Stocks fell on Friday and another losing week was on pace as bond yields rose and investors feared the Federal Reserve’s aggressive hiking campaign could push the economy into recession.
The Dow Jones industrial average fell 550 points, or 1.8%. The S&P 500 and Nasdaq Composite each fell 2%.
“The market is shifting clearly and quickly from concerns about inflation to concerns about an aggressive Federal Reserve campaign,” said LBL Financial’s Quincy Crosby. “You’re seeing bond yields rise to levels we haven’t seen in years — that changes the mindset of how the Fed gets to price stability without breaking something.”
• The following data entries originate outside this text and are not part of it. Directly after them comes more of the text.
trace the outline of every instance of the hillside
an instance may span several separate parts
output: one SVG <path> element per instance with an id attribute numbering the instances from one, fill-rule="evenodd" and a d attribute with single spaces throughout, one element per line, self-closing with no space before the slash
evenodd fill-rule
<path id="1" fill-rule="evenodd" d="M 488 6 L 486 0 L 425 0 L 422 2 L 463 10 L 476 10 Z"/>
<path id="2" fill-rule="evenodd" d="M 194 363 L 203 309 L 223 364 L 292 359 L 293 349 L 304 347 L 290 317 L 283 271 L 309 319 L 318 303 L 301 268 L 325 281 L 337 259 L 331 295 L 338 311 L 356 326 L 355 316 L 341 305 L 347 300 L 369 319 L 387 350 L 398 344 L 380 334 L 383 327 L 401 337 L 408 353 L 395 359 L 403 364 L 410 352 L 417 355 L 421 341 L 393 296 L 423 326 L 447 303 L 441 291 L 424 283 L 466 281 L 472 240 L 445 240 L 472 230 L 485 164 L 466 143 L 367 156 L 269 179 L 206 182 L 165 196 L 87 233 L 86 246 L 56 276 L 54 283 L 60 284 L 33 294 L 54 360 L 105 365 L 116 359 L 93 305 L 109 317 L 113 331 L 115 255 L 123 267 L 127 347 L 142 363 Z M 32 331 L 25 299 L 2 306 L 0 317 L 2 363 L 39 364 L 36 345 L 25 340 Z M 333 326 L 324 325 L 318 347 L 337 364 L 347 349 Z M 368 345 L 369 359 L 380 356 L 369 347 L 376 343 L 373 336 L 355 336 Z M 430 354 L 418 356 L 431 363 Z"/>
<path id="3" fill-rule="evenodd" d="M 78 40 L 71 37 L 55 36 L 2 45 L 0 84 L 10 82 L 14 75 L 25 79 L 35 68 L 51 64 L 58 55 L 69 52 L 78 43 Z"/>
Friday marked the fourth negative session in a row for the major averages, with the Dow falling below its June lows and hitting the 30,000 mark. The central bank implemented another super-sized rate hike of 75 basis points on Wednesday and indicated it would do another at its November meeting.
Bond yields rose this week following the Fed’s actions, with the 2-year and 10-year Treasury rates hitting highs not seen in a decade.
Goldman Sachs It cut its year-end S&P 500 target It predicts a decline of at least 4% from here as rates continue to rise.
Stocks most vulnerable to a recession led the S&P 500’s consumer discretionary sector to lose 7% this week. Energy fell more than 8% due to falling oil prices. Growth stocks fell on Friday, including big tech names Apple, Amazon, Microsoft and MetaPlatforms.
“Based on our client discussions, the majority of equity investors accept the view that a hard landing scenario is inevitable, and their focus is on the timing, size and duration of the recession and investment strategies for that outlook,” Goldman Sachs wrote. In a note to David Costin’s clients.
The major averages are on pace for their fifth decline in the past six weeks and are on track to end the week with losses. The Dow is up about 4.2% this week, while the S&P and Nasdaq are both down 4.9% and 5.2%, respectively.
In other news, the pound hit a new low in more than three decades against the US dollar after a new UK economic plan, including tax cuts, rocked markets.
“It’s a global macro mess that the market is trying to sort out,” Crosby said.